Hypothesis Testing


In [52]:
# Import packages
%matplotlib inline
import matplotlib 
import matplotlib.pyplot as plt
from matplotlib import cm as CM
from matplotlib import mlab as ML
import pandas as pd
import numpy as np
import itertools
from scipy import stats
from scipy.stats import poisson
from scipy.stats import lognorm
from decimal import *

# Read in data
df = pd.read_csv('../output.csv')

Step 0: Looking at the data again

We have to deal with "bad" bins that have a lot of masked voxels:


In [53]:
import seaborn as sns
fs = 18
lfs = 14

x = df['synapses']
y = df['unmasked']/1e4

# with sns.plotting_context('notebook', font_scale=1.5), :
with sns.axes_style('white'):
    g = sns.jointplot(x=x, y=y, kind='hex', color='r', 
                  xlim=(x.min()-0.02*np.ptp(x),x.max()+0.02*np.ptp(x)), 
                  ylim=(y.min()-0.02*np.ptp(y),y.max()+0.02*np.ptp(y)),
                  joint_kws={'gridsize':40}, marginal_kws={'bins':40}, stat_func=None);
    plt.gcf().axes[1].set_title("JointPlot of Synapse Count vs.
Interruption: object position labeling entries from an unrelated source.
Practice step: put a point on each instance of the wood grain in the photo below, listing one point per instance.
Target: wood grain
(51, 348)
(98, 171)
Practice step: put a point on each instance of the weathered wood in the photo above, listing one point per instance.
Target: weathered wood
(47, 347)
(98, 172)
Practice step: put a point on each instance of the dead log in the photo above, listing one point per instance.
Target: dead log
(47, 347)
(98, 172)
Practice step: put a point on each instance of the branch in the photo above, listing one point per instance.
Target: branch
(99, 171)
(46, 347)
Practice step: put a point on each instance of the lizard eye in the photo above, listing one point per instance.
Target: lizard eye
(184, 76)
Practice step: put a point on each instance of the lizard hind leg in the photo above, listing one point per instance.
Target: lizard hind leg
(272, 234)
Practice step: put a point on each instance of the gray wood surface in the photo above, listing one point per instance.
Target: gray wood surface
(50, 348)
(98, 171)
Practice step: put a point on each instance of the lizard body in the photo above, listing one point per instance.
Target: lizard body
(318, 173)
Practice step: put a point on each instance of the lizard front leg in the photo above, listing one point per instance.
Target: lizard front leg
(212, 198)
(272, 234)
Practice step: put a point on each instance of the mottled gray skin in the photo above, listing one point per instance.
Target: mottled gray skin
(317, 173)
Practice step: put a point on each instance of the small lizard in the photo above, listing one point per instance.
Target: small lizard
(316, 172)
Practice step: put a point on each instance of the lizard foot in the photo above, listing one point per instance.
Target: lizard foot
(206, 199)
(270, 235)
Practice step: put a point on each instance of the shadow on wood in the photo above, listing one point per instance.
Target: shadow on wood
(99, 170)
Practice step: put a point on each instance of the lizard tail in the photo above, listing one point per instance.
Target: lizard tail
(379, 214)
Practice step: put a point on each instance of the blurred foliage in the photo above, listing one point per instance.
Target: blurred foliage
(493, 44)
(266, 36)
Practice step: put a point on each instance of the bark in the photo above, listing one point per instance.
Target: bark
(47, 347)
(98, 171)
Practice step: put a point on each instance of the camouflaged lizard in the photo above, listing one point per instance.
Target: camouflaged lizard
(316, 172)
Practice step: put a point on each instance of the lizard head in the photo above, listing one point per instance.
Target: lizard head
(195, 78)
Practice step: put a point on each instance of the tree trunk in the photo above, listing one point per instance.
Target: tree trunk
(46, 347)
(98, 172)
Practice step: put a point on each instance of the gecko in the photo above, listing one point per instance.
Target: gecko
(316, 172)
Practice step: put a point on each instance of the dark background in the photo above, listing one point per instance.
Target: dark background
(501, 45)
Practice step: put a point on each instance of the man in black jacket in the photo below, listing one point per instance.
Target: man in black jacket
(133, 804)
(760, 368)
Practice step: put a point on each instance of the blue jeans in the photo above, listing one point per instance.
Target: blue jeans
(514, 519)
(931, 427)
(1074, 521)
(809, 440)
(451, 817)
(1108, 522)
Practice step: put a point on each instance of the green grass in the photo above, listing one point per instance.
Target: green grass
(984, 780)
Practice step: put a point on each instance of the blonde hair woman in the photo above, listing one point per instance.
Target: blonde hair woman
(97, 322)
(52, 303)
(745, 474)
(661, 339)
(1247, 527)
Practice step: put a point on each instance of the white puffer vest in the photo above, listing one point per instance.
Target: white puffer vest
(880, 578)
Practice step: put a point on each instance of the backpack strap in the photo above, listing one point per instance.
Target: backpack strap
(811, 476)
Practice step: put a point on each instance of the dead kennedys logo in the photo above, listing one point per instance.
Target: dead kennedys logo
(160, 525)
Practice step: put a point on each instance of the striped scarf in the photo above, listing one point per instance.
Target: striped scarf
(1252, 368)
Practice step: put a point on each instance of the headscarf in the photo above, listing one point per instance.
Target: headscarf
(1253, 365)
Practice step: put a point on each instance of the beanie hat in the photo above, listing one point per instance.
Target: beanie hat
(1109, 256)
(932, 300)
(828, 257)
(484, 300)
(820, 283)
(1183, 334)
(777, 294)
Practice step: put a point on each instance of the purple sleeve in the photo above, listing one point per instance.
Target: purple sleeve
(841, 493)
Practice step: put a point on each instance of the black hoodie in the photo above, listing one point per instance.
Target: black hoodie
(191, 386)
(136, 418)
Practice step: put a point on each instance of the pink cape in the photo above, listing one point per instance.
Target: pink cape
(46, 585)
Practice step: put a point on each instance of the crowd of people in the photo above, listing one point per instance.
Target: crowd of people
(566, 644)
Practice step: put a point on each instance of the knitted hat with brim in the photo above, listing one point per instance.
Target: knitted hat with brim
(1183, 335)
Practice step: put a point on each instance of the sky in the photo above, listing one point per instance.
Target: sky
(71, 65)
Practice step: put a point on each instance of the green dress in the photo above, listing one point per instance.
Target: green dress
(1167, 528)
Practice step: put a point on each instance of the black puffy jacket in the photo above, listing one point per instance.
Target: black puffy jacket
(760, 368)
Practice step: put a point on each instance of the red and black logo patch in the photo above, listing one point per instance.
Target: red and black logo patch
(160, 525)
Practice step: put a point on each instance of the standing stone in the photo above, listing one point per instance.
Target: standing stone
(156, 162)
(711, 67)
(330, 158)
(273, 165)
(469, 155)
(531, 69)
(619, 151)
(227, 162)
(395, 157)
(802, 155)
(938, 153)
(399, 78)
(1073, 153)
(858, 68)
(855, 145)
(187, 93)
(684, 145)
Unmasked Count", fontsize = fs)
    plt.gcf().axes[0].set_xlabel("Synapses Count", fontsize = fs) 
    plt.gcf().axes[0].set_ylabel("Unmasked Count (1e4)", fontsize=fs)
    plt.tight_layout()
    plt.savefig('./figs/AndrewFigs/jointPlotSynUm.png', format='png', dpi=300)
    plt.show()


Weight each bin by the fraction of unmasked voxels (64x64x48 voxels/bin):


In [54]:
nvox = 64*64*48
df['weighted'] = df['synapses']/df['unmasked']*nvox
syn_wt = df['weighted']

print "There are", df['weighted'].isnull().sum(), "blank bins"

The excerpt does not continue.